Dembélé manages to get onto the end of this pass and takes the ball all the way to Brest’s penalty area where he finishes to score Lyon’s first goal of the game.
This image shows us another example of Lyon making the most of a successful attempt at getting in behind Brest’s high line. On this occasion, we can see Terrier running in behind Brest’s back four. Deep playmaker Mendes manages to pick out his run with an excellent through ball.
This pass starts the attack which quickly leads to Lyon’s second goal of the game. Terrier gets onto the end of this pass and holds the ball up allowing his teammates to join the attack. Right-back Tete gets a low cross into the box which finds Aouar, who slots the ball away into the net.
Lyon exploited Brest’s high line effectively throughout this game. The effective exploitation of Brest’s high line results in both Lyon’s first and second goals. Lyon’s quick attackers and quality midfielders allowed them to take advantage of their midfield dominance and secure the victory in this one.

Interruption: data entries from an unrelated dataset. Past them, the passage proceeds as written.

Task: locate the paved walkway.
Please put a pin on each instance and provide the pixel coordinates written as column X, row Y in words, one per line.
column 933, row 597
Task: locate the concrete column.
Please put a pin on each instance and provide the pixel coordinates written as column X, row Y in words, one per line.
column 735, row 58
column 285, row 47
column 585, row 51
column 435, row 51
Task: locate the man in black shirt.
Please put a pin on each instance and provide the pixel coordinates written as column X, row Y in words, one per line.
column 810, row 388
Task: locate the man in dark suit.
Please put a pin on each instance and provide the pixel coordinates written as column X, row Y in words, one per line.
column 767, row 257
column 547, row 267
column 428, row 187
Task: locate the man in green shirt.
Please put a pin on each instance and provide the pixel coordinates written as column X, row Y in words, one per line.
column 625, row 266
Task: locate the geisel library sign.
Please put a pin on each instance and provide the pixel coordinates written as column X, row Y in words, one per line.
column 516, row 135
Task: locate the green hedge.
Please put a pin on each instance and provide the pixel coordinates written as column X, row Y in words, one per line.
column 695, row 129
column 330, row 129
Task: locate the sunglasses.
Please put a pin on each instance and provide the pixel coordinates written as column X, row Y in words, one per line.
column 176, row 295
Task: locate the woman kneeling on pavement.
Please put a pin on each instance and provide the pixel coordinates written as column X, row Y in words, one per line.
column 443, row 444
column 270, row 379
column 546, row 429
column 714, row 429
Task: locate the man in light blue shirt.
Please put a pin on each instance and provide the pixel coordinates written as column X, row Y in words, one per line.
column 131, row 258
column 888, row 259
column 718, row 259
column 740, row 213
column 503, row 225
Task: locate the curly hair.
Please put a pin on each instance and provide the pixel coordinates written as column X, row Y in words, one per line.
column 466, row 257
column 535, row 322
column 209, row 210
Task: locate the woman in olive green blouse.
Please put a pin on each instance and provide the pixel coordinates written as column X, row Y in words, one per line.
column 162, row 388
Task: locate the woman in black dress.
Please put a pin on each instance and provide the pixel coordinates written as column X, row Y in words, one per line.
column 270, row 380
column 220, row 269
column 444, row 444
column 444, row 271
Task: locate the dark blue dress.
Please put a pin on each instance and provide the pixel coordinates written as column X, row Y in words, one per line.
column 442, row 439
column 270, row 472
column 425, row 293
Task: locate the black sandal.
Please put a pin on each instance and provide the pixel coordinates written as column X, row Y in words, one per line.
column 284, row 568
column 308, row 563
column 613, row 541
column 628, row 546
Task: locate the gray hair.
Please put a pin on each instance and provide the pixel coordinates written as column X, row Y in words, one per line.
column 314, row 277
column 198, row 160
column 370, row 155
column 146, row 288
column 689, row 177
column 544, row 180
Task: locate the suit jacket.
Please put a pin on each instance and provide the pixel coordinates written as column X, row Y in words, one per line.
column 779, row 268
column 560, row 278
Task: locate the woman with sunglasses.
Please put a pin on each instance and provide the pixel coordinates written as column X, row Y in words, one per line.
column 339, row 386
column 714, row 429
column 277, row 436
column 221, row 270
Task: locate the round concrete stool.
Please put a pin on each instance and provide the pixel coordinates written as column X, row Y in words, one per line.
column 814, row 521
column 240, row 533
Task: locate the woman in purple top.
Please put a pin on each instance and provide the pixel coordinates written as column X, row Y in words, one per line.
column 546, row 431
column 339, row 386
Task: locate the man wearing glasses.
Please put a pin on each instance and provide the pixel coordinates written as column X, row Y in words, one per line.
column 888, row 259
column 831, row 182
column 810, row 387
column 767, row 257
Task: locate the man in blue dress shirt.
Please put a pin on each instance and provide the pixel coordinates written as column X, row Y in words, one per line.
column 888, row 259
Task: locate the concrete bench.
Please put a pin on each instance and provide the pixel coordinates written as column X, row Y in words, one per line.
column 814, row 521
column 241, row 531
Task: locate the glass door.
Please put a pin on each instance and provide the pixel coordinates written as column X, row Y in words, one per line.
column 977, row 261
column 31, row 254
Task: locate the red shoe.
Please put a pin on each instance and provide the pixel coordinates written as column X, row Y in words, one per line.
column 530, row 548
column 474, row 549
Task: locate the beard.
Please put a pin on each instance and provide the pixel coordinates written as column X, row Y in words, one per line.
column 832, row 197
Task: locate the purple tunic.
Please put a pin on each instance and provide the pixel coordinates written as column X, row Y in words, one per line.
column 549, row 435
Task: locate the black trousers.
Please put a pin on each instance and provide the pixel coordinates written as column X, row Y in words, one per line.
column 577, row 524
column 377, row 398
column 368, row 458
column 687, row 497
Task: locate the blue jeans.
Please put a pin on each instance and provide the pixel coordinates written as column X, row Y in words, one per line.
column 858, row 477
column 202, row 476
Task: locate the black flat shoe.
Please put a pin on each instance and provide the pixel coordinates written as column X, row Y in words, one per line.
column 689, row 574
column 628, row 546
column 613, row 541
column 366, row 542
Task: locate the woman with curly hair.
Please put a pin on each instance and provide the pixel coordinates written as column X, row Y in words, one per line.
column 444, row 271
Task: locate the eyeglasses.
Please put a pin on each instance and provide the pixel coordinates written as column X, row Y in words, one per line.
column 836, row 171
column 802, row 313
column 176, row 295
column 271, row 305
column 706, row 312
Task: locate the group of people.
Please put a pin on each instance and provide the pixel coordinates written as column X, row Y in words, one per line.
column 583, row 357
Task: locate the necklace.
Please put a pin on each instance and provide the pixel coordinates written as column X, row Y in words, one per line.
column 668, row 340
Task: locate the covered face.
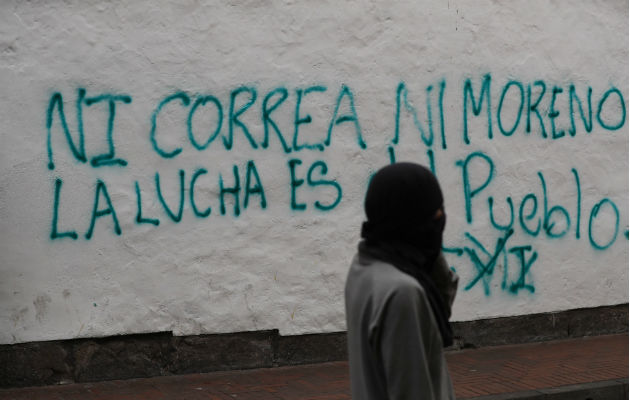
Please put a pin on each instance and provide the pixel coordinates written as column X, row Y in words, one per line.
column 404, row 206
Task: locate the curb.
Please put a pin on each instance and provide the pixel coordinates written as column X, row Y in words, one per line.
column 616, row 389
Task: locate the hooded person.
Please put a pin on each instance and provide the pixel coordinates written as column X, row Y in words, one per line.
column 399, row 290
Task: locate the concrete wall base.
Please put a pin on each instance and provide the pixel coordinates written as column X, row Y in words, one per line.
column 154, row 354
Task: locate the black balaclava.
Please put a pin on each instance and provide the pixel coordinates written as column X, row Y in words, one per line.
column 402, row 229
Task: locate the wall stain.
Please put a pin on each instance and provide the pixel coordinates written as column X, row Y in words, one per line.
column 41, row 306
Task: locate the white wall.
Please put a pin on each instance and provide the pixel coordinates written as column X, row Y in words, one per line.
column 276, row 265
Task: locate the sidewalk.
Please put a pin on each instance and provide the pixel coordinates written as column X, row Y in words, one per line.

To conclude this tactical analysis piece, it’s clear that Lyon were the dominant side throughout the course of this game. Lyon won this game through their dominance in the midfield. Their creation of central overloads helped them to build past Brest’s press to get the ball into their creative attacking players.
Meanwhile, Lyon effectively prevented Brest from building out from the back through their effective use of a high press. Brest struggled to gain any control in this game due to their lack of numbers in midfield. Lyon generally didn’t allow Brest to play in their half of the pitch, which made life difficult for Brest creatively.
The space in behind offered by Brest’s high line is all of the opportunity that Lyon needed to score goals. Their midfield had enough quality to punish Brest, as did their quick attackers who exploited Brest’s high defensive line in order to create both the first and second goals. Lyon did well to subsequently see this game out by continuing to effectively control the contest.